Gene mutation analysis in the high- and low-risk groups. Abnormally gene mutation is one the main reasons resulting in tumorigenesis and tumor progression15,16. Multivariate regression analysis showed that there were four somatic mutations among those seven genes, including missense mutation, truncating mutation, amplification and deep deletion (Fig. 6A). To study the differences in gene mutations between the high- and low-risk groups, somatic processes were downloaded from the GDC database. The high- and low-risk samples in the file were respectively proposed and processed by MAftools R package. The top ten genes with higher mutation frequency in the high-risk group were TP53, APC, TTN, KRAS, SYNE1, MUC16, PIK3CA, FAT4, CSMD1 and DNAH11 (Fig. 6B). While, APC, TP53, TTN, KRAS, MUC16, PIK3CA, SYNE1, FAT4, SYR2 and OBSCN were the top 10 genes frequently mutated in the low-risk group (Fig. 6C). Next, in order to study the difference in mutation frequency of genes in the high- and low-risk groups, we used Fisher's test to analyze the frequency of mutations in each gene in the high- and low-risk groups, respectively, resulting in a total of 539 genes significantly mutated. The top 10 genes were MUC16, FAT4, BDP1, CMYA5, ZNF735, CENPE, SLITRK2, ZNF208, CFAP46 and ALDH1A2, as shown in Fig. 6D (p < 0.05). However, whether these gene mutations have biological function in CRC development or not should be validated by in vitro and in vivo experiments.
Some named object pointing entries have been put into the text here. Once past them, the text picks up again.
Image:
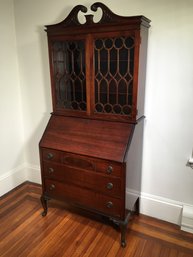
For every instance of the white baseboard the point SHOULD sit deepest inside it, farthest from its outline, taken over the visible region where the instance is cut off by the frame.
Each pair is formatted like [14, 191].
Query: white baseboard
[187, 218]
[159, 207]
[33, 173]
[151, 205]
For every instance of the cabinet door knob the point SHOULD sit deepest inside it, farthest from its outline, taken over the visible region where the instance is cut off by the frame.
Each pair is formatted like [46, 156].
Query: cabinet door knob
[109, 169]
[109, 205]
[109, 186]
[50, 170]
[52, 187]
[50, 156]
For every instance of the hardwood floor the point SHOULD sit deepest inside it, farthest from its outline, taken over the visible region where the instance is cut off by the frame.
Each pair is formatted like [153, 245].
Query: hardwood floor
[66, 232]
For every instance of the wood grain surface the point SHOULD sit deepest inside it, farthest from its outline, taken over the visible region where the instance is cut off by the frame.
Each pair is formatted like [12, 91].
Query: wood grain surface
[68, 232]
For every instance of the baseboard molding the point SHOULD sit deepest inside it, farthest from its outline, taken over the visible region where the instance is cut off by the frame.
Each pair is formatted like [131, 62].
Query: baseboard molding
[151, 205]
[159, 207]
[12, 179]
[33, 173]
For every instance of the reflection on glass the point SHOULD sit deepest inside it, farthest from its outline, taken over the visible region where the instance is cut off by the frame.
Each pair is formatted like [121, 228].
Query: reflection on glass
[114, 65]
[69, 74]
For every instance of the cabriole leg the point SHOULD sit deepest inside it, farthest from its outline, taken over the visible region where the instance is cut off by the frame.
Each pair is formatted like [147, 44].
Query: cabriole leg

Construction of the pharmacological network. To further explore the clinical value of the seven-gene prognostic MET biomarkers, DGIdb and TCMSP database were used to search for potential traditional Chinese herbs that may be used in the treatment of MET-mediated colorectal cancer patients. Firstly, 244 compounds were predicted to interact with AQP8, HPGD, CPT2 and CLCA1 by DGIdb. Thereafter, those 244 compounds were input into the TCMSP database, and a total of 115 herbs corresponding to 38 compounds, which interact with HPGD were identified. Thus, a pharmacological network composed of HPGD, 38 compounds and 115 herbs were constructed by Cytoscape software (Fig. 7).